Но если смотреть внимательно, если разворачивать слои шелка медленно, то становится заметно, что не изменилось ничего, кроме умения останавливаться. Взрослая любовь — это всегда выбор. Под лёд проваливаешься, только если твёрдо решил провалиться под лёд. Примерно как политкорректный секс: хочешь ли ты, чтобы мы разделись и легли в постель, хочешь заняться любовью? И всегда можно ответить «нет», одеться и уйти. И даже когда ты уже по пояс в ледяной воде, даже когда по шейку, сил достаточно, чтобы выбраться. Как тебе будет после этого — другое дело, неделю проваляешься в жару или два месяца, вопрос выживаемости. И дальше тоже только выбор и воля: с кем жить, быть ли верным, иметь ли детей. Никто уже не выскакивает из-за угла и не решает за тебя, никто не лишает шанса на отступление. Хорошо ли? Скучно ли? Не грешишь ли, отказываясь?
Не знаю. Но хотя бы понятно, что сам сделал со своей жизнью всё это — и ясное лицо, и лёд в волосах, и вьюн над водой.
Персонажи
Нравился за то, что золотой. За то, что юный, большой, уязвимый, временами пьяный. За то, что под кожей близко голубые вены и красные сосуды, за то, что плечо не прокусить, такая плотная кожа, но можно процарапать когтями. За всё, что я могла с тобой сделать, да не захотела, за всё, что хотела бы, да не судьба.

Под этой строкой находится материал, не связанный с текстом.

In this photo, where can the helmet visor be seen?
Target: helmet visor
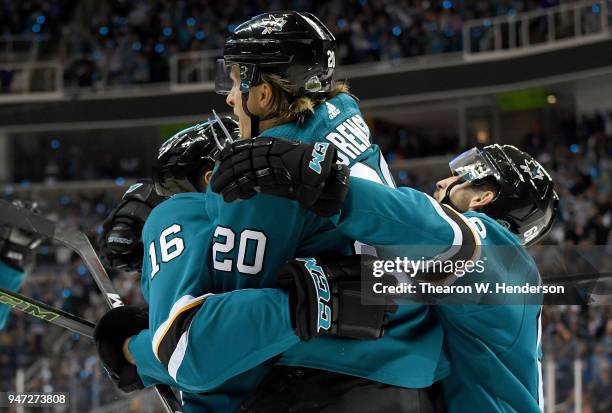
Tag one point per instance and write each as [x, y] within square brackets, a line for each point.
[228, 74]
[472, 166]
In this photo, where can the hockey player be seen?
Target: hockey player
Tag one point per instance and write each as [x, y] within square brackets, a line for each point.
[16, 255]
[497, 196]
[212, 335]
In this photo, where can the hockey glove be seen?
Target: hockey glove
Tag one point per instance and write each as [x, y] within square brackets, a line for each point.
[16, 245]
[120, 244]
[304, 172]
[325, 298]
[112, 330]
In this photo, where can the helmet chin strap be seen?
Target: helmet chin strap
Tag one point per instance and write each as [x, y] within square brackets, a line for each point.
[255, 120]
[446, 200]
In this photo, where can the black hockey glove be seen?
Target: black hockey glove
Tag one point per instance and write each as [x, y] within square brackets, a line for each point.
[325, 298]
[120, 243]
[16, 245]
[112, 330]
[299, 171]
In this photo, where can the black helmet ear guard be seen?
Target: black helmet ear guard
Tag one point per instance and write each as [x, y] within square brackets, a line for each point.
[526, 202]
[185, 156]
[294, 45]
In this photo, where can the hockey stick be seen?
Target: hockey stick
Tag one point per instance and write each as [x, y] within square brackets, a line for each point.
[79, 243]
[46, 312]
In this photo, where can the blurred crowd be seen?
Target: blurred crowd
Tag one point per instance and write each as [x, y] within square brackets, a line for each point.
[114, 42]
[580, 165]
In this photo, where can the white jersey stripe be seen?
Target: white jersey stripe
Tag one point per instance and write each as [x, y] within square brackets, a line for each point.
[184, 303]
[178, 354]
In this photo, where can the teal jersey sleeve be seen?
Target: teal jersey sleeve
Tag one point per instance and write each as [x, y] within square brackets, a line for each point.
[339, 121]
[493, 349]
[280, 230]
[196, 330]
[11, 279]
[383, 216]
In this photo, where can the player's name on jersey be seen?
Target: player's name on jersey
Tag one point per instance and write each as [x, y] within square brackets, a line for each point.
[475, 288]
[351, 137]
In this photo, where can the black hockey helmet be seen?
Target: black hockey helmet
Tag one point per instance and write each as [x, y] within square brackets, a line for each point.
[184, 157]
[294, 45]
[526, 202]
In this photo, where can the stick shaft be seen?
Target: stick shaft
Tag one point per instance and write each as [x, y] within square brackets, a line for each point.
[79, 243]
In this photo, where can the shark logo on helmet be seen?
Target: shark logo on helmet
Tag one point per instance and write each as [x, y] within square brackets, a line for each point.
[273, 24]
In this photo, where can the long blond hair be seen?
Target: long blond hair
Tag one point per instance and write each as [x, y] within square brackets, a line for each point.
[287, 108]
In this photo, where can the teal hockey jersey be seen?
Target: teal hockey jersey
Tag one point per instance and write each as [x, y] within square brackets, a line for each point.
[11, 279]
[494, 350]
[239, 257]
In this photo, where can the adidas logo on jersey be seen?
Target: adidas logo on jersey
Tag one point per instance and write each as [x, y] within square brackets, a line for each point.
[332, 111]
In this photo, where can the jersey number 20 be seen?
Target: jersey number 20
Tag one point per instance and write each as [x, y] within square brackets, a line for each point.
[225, 242]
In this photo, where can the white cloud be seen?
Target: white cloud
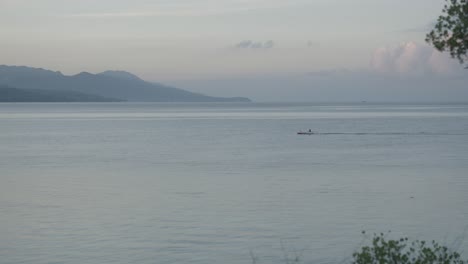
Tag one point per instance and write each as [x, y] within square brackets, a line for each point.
[411, 58]
[249, 44]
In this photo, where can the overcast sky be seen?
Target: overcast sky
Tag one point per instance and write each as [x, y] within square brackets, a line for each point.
[265, 49]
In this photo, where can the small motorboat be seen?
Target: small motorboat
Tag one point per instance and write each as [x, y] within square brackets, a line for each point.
[309, 132]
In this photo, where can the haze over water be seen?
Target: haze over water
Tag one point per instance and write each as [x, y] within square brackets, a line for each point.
[209, 183]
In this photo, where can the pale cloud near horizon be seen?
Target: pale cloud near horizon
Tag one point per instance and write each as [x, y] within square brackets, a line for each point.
[412, 58]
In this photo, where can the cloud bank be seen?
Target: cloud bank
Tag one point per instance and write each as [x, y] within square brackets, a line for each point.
[411, 58]
[255, 45]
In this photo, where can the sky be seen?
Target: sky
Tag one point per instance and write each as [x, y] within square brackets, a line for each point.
[268, 50]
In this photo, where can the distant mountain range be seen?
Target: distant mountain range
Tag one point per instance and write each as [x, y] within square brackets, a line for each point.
[21, 83]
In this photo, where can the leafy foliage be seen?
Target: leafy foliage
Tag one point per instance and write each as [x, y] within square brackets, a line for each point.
[402, 251]
[451, 30]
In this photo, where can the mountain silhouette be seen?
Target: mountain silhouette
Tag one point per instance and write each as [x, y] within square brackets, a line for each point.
[118, 85]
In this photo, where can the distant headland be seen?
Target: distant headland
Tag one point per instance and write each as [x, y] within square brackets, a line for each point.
[27, 84]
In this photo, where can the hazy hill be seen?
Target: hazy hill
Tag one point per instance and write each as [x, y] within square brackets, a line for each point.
[114, 84]
[9, 94]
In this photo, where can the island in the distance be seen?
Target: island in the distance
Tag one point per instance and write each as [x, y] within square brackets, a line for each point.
[26, 84]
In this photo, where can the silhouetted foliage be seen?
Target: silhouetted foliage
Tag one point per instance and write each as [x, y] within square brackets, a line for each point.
[451, 30]
[402, 251]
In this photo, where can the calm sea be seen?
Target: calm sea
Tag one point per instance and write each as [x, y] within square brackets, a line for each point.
[225, 183]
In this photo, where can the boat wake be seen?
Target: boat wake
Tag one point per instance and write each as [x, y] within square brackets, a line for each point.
[382, 133]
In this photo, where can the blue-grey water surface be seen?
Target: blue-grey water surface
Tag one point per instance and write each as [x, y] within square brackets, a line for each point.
[219, 183]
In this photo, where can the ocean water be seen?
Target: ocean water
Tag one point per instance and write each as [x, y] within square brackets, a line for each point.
[226, 183]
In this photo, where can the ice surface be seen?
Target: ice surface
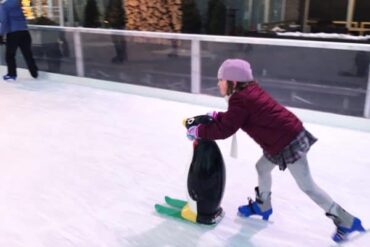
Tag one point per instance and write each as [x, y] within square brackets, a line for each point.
[83, 167]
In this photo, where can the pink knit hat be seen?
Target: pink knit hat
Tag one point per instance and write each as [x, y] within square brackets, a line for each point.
[235, 70]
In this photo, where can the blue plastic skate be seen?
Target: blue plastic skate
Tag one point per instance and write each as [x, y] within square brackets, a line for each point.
[253, 209]
[343, 232]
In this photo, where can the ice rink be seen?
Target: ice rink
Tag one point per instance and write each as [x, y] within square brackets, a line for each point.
[83, 167]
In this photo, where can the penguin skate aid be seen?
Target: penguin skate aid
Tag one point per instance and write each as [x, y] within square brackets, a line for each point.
[284, 140]
[205, 183]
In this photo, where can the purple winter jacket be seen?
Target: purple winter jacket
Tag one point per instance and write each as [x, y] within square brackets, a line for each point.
[253, 110]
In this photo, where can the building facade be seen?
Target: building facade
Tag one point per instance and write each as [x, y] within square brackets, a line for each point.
[229, 17]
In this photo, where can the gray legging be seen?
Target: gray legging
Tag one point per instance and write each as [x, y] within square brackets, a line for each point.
[302, 175]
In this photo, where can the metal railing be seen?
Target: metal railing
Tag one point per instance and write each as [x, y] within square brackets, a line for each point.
[197, 53]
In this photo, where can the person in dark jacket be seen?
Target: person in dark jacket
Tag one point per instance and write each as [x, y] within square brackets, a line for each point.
[13, 24]
[282, 137]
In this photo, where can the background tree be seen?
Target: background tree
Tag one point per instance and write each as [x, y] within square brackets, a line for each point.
[92, 14]
[191, 20]
[115, 14]
[216, 17]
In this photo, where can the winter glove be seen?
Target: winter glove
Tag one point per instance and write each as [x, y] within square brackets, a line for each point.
[212, 114]
[192, 133]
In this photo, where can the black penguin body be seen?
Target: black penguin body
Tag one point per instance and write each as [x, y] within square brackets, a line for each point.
[206, 177]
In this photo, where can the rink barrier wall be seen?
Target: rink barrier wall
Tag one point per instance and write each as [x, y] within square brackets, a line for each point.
[308, 116]
[196, 39]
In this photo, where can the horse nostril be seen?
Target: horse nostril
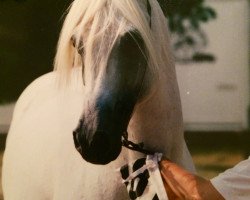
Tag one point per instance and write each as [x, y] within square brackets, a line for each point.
[100, 141]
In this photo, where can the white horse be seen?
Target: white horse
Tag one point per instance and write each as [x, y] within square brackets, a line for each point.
[115, 58]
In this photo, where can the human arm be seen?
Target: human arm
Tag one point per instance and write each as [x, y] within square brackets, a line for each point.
[181, 184]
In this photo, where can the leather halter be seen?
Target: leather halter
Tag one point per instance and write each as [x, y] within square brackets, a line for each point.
[133, 146]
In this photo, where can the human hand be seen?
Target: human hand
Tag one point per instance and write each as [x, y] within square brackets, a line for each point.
[183, 185]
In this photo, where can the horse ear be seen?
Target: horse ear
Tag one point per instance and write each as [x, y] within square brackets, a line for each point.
[79, 47]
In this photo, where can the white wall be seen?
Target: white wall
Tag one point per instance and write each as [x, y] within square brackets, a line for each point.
[215, 96]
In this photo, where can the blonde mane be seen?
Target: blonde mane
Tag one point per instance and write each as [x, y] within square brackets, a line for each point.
[96, 25]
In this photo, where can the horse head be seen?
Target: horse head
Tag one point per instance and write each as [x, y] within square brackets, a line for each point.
[114, 44]
[111, 99]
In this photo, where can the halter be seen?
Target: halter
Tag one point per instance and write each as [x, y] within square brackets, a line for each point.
[133, 146]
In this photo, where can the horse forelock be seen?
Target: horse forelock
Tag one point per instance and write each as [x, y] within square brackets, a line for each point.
[96, 27]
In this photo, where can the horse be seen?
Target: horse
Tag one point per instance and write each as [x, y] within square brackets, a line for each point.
[114, 73]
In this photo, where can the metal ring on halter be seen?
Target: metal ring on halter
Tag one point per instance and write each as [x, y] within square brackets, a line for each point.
[133, 146]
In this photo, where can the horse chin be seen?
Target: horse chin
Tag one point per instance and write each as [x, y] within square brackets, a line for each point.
[101, 159]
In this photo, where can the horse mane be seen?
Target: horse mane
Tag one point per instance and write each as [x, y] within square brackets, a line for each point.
[96, 26]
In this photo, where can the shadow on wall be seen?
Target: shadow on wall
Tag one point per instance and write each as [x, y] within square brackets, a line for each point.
[28, 36]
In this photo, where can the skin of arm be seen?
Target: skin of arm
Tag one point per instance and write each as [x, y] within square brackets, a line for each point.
[183, 185]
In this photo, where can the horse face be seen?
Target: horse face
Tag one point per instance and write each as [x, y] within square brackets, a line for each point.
[110, 103]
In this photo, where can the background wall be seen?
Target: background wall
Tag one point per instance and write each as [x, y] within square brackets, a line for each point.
[215, 96]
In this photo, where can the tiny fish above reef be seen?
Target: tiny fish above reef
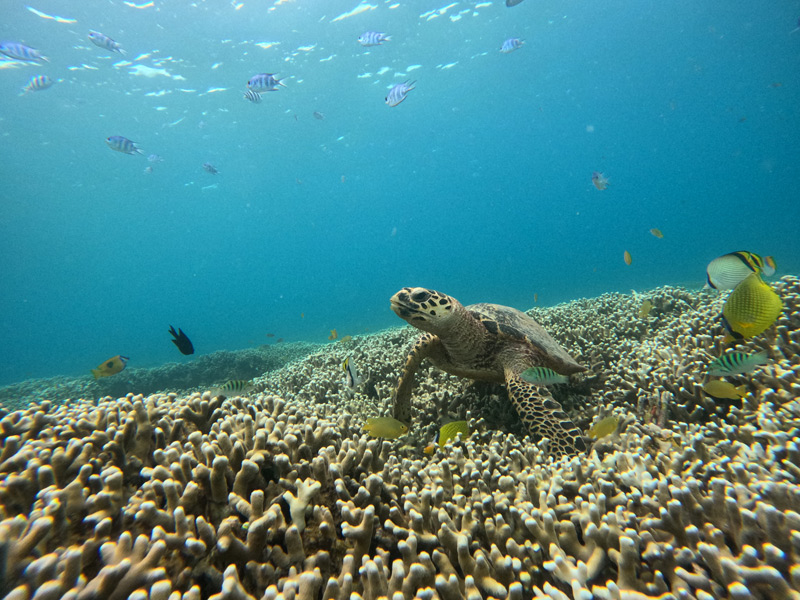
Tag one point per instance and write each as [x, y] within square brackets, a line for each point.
[385, 427]
[724, 389]
[735, 363]
[264, 82]
[645, 309]
[38, 83]
[603, 427]
[729, 270]
[399, 92]
[599, 180]
[373, 38]
[352, 376]
[447, 432]
[252, 96]
[511, 44]
[17, 51]
[103, 41]
[183, 343]
[110, 367]
[235, 386]
[122, 144]
[542, 376]
[752, 307]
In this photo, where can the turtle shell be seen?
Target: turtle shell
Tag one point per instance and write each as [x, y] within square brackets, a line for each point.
[511, 324]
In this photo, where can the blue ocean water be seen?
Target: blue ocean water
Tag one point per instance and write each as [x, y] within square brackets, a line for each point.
[478, 184]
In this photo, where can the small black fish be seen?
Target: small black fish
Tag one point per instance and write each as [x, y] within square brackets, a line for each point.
[183, 343]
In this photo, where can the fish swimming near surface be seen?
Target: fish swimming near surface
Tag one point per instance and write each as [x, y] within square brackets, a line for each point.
[645, 309]
[599, 180]
[110, 367]
[724, 389]
[252, 96]
[603, 427]
[727, 271]
[38, 83]
[183, 343]
[447, 432]
[373, 38]
[542, 376]
[352, 376]
[736, 363]
[17, 51]
[106, 43]
[399, 92]
[511, 44]
[236, 386]
[752, 307]
[264, 82]
[385, 427]
[123, 144]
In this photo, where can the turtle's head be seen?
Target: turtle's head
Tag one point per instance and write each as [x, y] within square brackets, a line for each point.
[425, 309]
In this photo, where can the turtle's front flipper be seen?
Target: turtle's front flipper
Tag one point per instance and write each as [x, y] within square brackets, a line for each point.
[543, 417]
[401, 410]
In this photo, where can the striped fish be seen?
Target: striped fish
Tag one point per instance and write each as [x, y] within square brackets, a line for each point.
[542, 376]
[18, 51]
[373, 38]
[735, 363]
[398, 93]
[38, 83]
[122, 144]
[511, 44]
[254, 97]
[103, 41]
[264, 82]
[729, 270]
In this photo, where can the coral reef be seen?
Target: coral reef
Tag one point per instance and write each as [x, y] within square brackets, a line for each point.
[280, 495]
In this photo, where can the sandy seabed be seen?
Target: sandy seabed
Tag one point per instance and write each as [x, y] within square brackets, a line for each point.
[180, 495]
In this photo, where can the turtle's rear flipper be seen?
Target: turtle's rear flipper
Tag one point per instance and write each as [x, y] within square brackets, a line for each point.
[544, 417]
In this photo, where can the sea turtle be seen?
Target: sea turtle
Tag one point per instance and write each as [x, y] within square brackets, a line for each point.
[488, 342]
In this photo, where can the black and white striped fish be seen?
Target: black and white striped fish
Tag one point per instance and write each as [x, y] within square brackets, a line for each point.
[398, 93]
[18, 51]
[735, 363]
[373, 38]
[254, 97]
[122, 144]
[103, 41]
[37, 84]
[264, 82]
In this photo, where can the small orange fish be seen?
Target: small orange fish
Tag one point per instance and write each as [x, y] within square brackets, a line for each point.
[599, 180]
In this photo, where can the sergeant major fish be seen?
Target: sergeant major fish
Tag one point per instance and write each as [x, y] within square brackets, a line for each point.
[103, 41]
[17, 51]
[122, 144]
[373, 38]
[399, 92]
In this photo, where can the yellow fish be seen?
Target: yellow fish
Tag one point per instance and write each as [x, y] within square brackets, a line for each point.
[385, 427]
[752, 307]
[603, 427]
[447, 432]
[110, 367]
[645, 309]
[724, 389]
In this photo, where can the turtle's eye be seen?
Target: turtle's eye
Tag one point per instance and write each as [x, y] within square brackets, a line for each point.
[420, 296]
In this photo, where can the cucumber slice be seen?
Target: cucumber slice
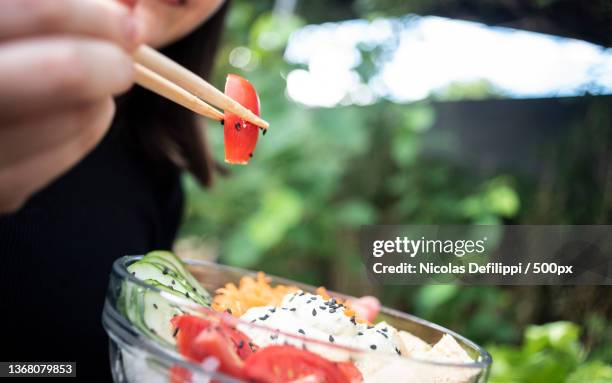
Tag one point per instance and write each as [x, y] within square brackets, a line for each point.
[157, 313]
[163, 275]
[172, 261]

За интеллект и открытость, за бархатные тёмные места здесь, здесь и здесь. За доброту — особенно.
Нравился за талант и жестокость. За упрямство, шрамы, серебро на пальцах и скверный характер. За стальные руки и любопытство, с которым рассматривал каждую. За точность в словах и жестах, за удовольствие, которое мог доставить, — за это особенно. За честность, которая разбивала стеклянных женщин на красивые солнечные осколки, и за уважение к этим останкам.
Нравился за красоту. За тотальное внимание к миру и за отчуждённость от него, свойственные хорошему зеркалу. За использование секса в качестве ключа ко всем возможным реальностям. И возрастное превращение из блудливого полуэльфа в обыкновенного мужика — особенно.
А любить — не любила.
Такими злыми голосами
Иногда кажется, что мужчины из прошлого превращаются в ангелов-хранителей. Несколько злых и гоповатых, но какие уж есть.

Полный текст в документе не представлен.